India telah mengambil langkah drastis dengan mulai membatasi aliran air yang mengalir ke Pakistan dari wilayahnya. Keputusan ini diumumkan pada Minggu (5/5/2025), setelah ketegangan antara kedua negara yang sudah lama memanas semakin memburuk pasca serangan di Kashmir yang menewaskan 26 turis dua pekan lalu. Langkah India ini membawa dampak yang lebih besar daripada sekadar masalah sumber daya alam, karena dapat memicu eskalasi konflik yang melibatkan dua negara besar dengan kemampuan nuklir.
Menurut laporan dari kantor berita India, PTI, yang mengutip sumber anonim, India telah memutuskan untuk menghentikan pasokan air ke Pakistan dari beberapa bendungan yang berada di wilayahnya. Salah satunya adalah Bendungan Baglihar yang terletak di Sungai Chenab, sebuah wilayah yang telah lama menjadi titik ketegangan antara New Delhi dan Islamabad. Sumber tersebut juga menambahkan bahwa India berencana melakukan hal yang sama di Bendungan Kishanganga yang terletak di Sungai Jhelum, utara wilayah Jammu dan Kashmir. Langkah ini jelas menunjukkan intensifikasi dari kebijakan yang dapat memicu dampak jangka panjang terhadap hubungan kedua negara.
“India telah memblokir aliran air melalui Bendungan Baglihar di Sungai Chenab, dan berencana melakukan hal yang sama di Bendungan Kishanganga di Sungai Jhelum di utara wilayah Jammu dan Kashmir,” ujar sumber tersebut yang juga dikutip oleh Russia Today.
Tindakan ini seakan menambah bahan bakar ke api ketegangan yang sudah membara, terutama setelah serangan yang terjadi pada 22 April lalu di resor pegunungan Pahalgam, Kashmir. Serangan itu menyebabkan 26 orang turis tewas, yang menjadi insiden paling mematikan bagi wisatawan di wilayah yang dikelola India dalam lebih dari dua dekade. India menyalahkan Pakistan atas serangan tersebut, dengan mengklaim bahwa unsur-unsur Pakistan terlibat dalam aksi teror itu. Perdana Menteri India, Narendra Modi, dengan tegas berjanji untuk mengejar dan menghukum para penyerang.

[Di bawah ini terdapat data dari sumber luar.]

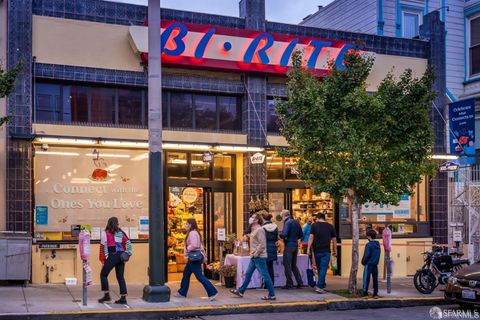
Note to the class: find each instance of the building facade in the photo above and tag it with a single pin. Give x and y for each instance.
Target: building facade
(76, 148)
(400, 18)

Sebuah pernyataan yang dikeluarkan oleh Front Perlawanan (TRF), yang diyakini terkait dengan kelompok teroris Lashkar-e-Taiba yang berbasis di Pakistan, mengklaim bertanggung jawab atas serangan tersebut. Meski demikian, Pakistan membantah segala bentuk keterlibatan dan menyerukan penyelidikan internasional yang objektif.
Ketegangan semakin memuncak setelah Menteri Informasi dan Penyiaran Pakistan, Attaullah Tarar, menyampaikan peringatan keras bahwa Islamabad memiliki informasi intelijen yang kredibel tentang kemungkinan serangan militer India dalam waktu dekat. Ancaman ini menambah intensitas ketegangan yang sudah lama terjadi antara kedua negara terkait perebutan wilayah Kashmir.
Di sisi lain, Duta Besar Pakistan untuk Rusia, Muhammad Khalid Jamali, juga memberikan pernyataan yang tidak kalah tegas. Menurutnya, serangan terhadap sumber air Pakistan akan dianggap sebagai tindakan perang. “Setiap upaya untuk merebut air di daerah hilir sungai, atau menghentikannya, atau mengalihkannya, akan menjadi tindakan perang terhadap Pakistan dan akan ditanggapi dengan… spektrum kekuatan penuh,” ungkapnya.
Langkah India dalam memutuskan aliran air ke Pakistan menambah kompleksitas hubungan kedua negara yang sudah berada dalam ketegangan tinggi. Dalam konteks geopolitik ini, air bukan hanya sekadar sumber daya alam, melainkan juga menjadi simbol kekuasaan yang bisa memicu ketegangan yang lebih besar, bahkan memicu potensi konflik nuklir. Pasokan air yang merupakan kebutuhan dasar bagi kelangsungan hidup, kini terjebak dalam permainan besar kekuatan antara dua negara bersenjata nuklir.
Dengan situasi yang semakin memanas, dunia kini memperhatikan dengan cemas kemungkinan eskalasi lebih lanjut, yang dapat membawa dampak lebih besar tidak hanya bagi India dan Pakistan, tetapi juga bagi stabilitas kawasan dan dunia secara keseluruhan. Tindakan terkait sumber daya alam, yang seharusnya menjadi solusi bagi kesejahteraan manusia, kini justru semakin memperburuk ketegangan yang ada.